Airflow Certification Crash Course

2026-01-22

We’ll learn everything we need to pass the certification

Agenda

What to expect for the Certification
Features of Airflow need to pass the exam
Sneakpeak of Airflow 3 features not covered in the exam
Quick test

What is the Certification?

It is the Apache Airflow Fundamentals

Format: 75 multiple-choice questions
Time: 60 minutes
Passing score: 70% (53 out of 75)

Topics included are:

DAG basics
Dag scheduling
Airflow components
Variables
Connections
XComs
Taskflow API
Airflow UI
DAG Debugging

Basics

Airflow is the open source standard for Workflow Management.

Airflow Providers

The core airflow package is the package that brings all the core features of Airflow. If we want to interact with Snowflakes, Postgres, etc we need to install providers. These providers give us access to specialized hooks and operators.

Components

Airflow has the following components:

API Server: FastAPI server serving the UI and handling task execution requests
Scheduler: Heart of Airflow; Schedule tasks when dependencies are fulfilled
DAG File Processor: Dedicated process for parsing DAGs
Metadata Database: A database where all metadata are stored (Postgres database)
Executor: Defines how tasks are executed and on which system. It is part of the scheduler. It DOESN’t execute the task itself
Queue: Defines the execution task order; it is also part of the scheduler
Worker: Process executing the tasks, defined by the executor
Triggerer: Process running asyncio to support deferrable operators

How they work

how they work

The workers go through the API server to pull the task they have to execute; they do not interact directly with the metadata database. This allows us to run the workers in different cluster than the database.

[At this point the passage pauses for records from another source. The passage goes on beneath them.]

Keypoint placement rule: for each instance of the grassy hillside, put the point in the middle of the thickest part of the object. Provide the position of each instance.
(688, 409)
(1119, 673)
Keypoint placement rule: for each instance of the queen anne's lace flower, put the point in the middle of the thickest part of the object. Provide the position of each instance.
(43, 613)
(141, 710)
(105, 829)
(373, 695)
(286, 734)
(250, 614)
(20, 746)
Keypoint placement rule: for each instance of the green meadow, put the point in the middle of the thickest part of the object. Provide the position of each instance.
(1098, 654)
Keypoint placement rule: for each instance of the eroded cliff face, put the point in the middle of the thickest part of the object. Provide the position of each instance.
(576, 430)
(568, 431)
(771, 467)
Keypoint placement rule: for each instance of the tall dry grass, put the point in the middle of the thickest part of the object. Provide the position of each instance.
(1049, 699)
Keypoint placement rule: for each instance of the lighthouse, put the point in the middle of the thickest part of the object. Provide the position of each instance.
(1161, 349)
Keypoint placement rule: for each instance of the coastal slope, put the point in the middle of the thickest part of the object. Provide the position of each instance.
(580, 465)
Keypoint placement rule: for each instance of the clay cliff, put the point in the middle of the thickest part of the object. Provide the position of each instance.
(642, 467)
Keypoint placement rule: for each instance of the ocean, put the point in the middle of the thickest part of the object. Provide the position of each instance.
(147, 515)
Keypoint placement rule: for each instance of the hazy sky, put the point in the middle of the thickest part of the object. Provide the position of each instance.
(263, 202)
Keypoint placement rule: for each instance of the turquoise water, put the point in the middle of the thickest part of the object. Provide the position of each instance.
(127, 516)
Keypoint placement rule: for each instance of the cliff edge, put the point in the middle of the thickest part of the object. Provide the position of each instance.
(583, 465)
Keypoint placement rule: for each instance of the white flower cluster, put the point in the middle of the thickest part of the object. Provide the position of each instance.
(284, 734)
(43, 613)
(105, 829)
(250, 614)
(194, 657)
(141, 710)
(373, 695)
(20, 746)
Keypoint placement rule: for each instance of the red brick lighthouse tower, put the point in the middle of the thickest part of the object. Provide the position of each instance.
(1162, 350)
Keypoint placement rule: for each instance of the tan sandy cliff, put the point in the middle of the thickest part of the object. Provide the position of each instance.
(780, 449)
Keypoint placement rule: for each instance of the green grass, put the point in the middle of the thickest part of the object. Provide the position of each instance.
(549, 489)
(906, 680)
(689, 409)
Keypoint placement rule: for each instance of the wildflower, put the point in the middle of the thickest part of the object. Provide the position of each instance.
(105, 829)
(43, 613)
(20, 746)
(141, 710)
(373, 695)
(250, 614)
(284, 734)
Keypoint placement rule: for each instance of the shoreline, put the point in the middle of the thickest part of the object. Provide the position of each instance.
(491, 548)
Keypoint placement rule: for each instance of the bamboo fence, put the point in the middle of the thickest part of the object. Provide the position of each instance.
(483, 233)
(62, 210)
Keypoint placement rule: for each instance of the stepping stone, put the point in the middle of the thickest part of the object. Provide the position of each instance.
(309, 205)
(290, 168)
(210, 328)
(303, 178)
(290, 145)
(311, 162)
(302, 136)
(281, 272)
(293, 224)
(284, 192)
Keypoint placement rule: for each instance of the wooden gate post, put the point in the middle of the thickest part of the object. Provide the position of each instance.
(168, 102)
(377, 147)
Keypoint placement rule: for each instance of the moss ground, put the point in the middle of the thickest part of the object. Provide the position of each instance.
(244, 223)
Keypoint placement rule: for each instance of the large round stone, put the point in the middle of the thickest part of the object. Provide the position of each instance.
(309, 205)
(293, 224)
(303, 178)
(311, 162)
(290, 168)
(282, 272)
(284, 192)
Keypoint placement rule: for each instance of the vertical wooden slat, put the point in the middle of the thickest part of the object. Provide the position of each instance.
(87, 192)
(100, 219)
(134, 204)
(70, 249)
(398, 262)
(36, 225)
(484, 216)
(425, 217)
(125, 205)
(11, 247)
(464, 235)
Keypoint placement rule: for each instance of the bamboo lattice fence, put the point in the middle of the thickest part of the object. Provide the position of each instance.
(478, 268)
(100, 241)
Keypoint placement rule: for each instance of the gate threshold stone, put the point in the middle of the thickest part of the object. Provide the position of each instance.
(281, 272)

The API, scheduler, triggerer and DAG processor interact with the metadata database.

Adding a DAG

We add a DAG to the DAG folder. The processor processes every 5 minutes the DAG folder for new DAG files; It serializes the DAG file into the metadata database, and the scheduler reads from the database, and check if there is anything to schedule. The task instances scheduled are passed to the Executor, which pushes it to the queue and is assigned to a worker. The worker updates the state to the API server, which updates the metadata database.

Old DAG files are updated every 30 seconds.

Defining a DAG

We have three ways to define a DAG: taskflow API, context manager, and classes (old way)

Let’s use the Taskflow API:

 1from airflow.sdk import dag, task
 2from airflow.providers.standard.operators.python import PythonOperator
 3from airflow.providers.standard.operators.bash import BashOperator
 4
 5
 6# name of the function is the DAG ID of the DAG
 7@dag(schedule=None, description="A Dag that runs manually")
 8def my_dag():
 9  task_a = PythonOperator(task_id='a', ...)
10  task_b = BashOperator(task_id='b', ...)
11
12  task_a >> task_b  # dependencies

At the end of the DAG file, we have to explicitly call the dag defined with the taskflow API:

1my_dag()

 1# OLD WAY
 2from airflow.model import DAG
 3
 4dag = DAG(...)
 5PythonOperator(dag=dag, ...)
 6
 7# RECOMMENDED
 8from airflow.sdk import DAG
 9
10with DAG(...):
11  PythonOperator(...)
12
13# OR
14from airflow.sdk import dag, task
15
16@dag(...)
17def my_dag():
18  @task
19  def my_task(...):
20    ...
21
22my_dag()

To define dependencies, we use the bitshift operator: >> or <<; we can also use chain, linear_chain, etc

NB: this WILL be asked

1# this doesn't work
2[t1, t2] >> [t3, t4]
3
4# this works
5chain([t1, t2], [t3, t4])

DAG scheduling

A DAG run has the following properties:

state: final DAG run’s state
DAG ID: dag id of the dag triggered
logical date: the date when the DAG runs
start date
end date
duration
run ID

DAG run state

A DAG run can be either Queued, Running or Success/Failed.

You can have multiple DAG runs for the same DAG.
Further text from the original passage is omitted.